Il suit aussi, en parallèle, des cours qu'il juge souvent plus important que tout, de peinture au Collège des Beaux-Arts. Une véritable passion pour St-Denys Garneau. Qu'il gardera toute sa courte vie.
À 16 ans, il attrape platement une fièvre rhumatismale qui lui cause des complications cardiaques. 6 ans plus tard, des complications respiratoires se confirment, les médecins lui découvrent une importante lésion au coeur. St-Denys Garneau en est dévasté. Il abandonne ses études en philosophie, se trouvant fragilisé à jamais. La mélancolie s'invite dans sa vie. Il est proie a de l'abattement se rapprochant de la dépression.
Je ne suis plus de ceux qui donnent, mais de ceux qui'il faut guérir. Et qui viendra dans ma misère?Qui aura le courage d'entrer dans cette vie à moitié morte? Qui me verra sous tant de cendres? et soufflera, et ranimera l'étincelle? Et m'emportera de moi-même? Jusqu'au loin, ah! au loin, loin! Qui m'entendra, qui suis sans voix, maintenant dans cette attente? Quelle main de femme posera sur mon front cette douceur qui nous endort? Quels yeux de femme au fonds des miens, au fond de mes yeux obscurcis, voudront aller, fiers et profonds, pourront passer sans se souiller? Quels yeux de femme et de bonté voudront descendre en ce réduit et recueillir, et ranimer et resaisir et retenir cette étincelle à peine là? Quelle voix pourra retenir, quelle voix de miséricorde, voix claire, avec la transparence du cristal et la chaleur de la tendresse, pour me réveiller à l'amour, me rendre à la bonté, m'éveiller à la présence de Dieu dans l'univers? Quelle voix pourra se glisser, très doucement, sans me briser, dans mon silence intérieur?*
St-Denys Garneau peint, mais il écrit aussi.

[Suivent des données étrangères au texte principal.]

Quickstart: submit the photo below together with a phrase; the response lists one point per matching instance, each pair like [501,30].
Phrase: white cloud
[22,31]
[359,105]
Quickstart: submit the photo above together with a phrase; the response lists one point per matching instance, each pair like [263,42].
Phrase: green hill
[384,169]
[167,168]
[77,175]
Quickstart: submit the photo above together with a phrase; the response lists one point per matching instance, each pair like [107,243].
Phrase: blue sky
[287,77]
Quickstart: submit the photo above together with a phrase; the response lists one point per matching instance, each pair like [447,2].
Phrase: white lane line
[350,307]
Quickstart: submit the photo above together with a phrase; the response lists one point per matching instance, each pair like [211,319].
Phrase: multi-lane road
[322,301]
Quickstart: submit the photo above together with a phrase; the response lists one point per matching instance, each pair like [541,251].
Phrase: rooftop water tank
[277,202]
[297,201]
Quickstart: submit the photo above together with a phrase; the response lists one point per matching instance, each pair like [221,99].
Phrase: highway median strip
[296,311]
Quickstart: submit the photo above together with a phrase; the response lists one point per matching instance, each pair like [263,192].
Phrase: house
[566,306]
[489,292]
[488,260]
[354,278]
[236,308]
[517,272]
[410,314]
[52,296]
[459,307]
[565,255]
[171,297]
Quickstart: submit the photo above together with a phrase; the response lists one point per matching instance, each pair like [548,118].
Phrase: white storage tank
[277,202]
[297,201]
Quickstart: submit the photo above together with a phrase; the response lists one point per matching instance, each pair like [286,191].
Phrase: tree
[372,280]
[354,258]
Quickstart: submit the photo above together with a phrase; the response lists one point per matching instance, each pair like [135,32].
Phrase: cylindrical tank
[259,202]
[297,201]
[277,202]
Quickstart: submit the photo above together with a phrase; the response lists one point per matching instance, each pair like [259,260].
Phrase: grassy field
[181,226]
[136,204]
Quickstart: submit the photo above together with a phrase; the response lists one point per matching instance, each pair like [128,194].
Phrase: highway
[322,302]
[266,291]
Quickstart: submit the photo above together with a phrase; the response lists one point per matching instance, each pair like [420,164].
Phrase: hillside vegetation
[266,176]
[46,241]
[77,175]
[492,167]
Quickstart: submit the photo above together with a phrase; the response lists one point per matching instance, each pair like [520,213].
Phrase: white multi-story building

Il fonde avec ses amis Robert Charbonneau, Robert Élie (tous deux du Collège Sainte-Marie), et Paul Beaulieu la revue La Relève, journal étudiant et social. Il se lie d'amitié à André Laurendeau dans ses cours de philosophie et garde une correspondance avec lui, même après que St-Denys eût quitté les bancs d'école et que Laurendeau se soit lancé en politique.
Il peint entre 1931 et 1937 une cinquantaine de toile, des huiles, principalement des paysages jetant un regard particulier sur ses poèmes. Il n'exposera que trois fois de son vivant.
Jusqu'alors, la littérature Québécoise se contente d'imiter (pâlement) la littérature française. St-Denys Garneau est un auteur moderne pour les années 30. Son écriture est en vers libre, ce qui en fait sourciller plusieurs. Il publie, en 1937 son unique recueil, un recueil de poèmes, Regards et Jeux de L'Espace, 28 poèmes qui rencontre si peu de succès qu'il s'en trouve lourdement déçu et en retire toute les copies.
Dans ma main, le bout cassé de tous les chemins..**
Ses thèmes sont la douleur, la spiritualité, la nature, l'intériorité, l'identité, le mouvement, l'espace, le temps. Le regard et la contemplation (chère aux peintres) font également partie intégrante de l'esthétique de l'auteur qu'il devient. La mélancolie, la déception, la trahison et l'imminence de la mort sont forcément aussi de son contenu.
Où sont les ponts, les chemins, les portes ? Les paroles ne portent pas. La voix ne porte pas...**
Précurseur de la modernité littéraire, il ne connaîtra pas le succès de son vivant. Mais vers 1972, on le republie et il est davantage reconnu.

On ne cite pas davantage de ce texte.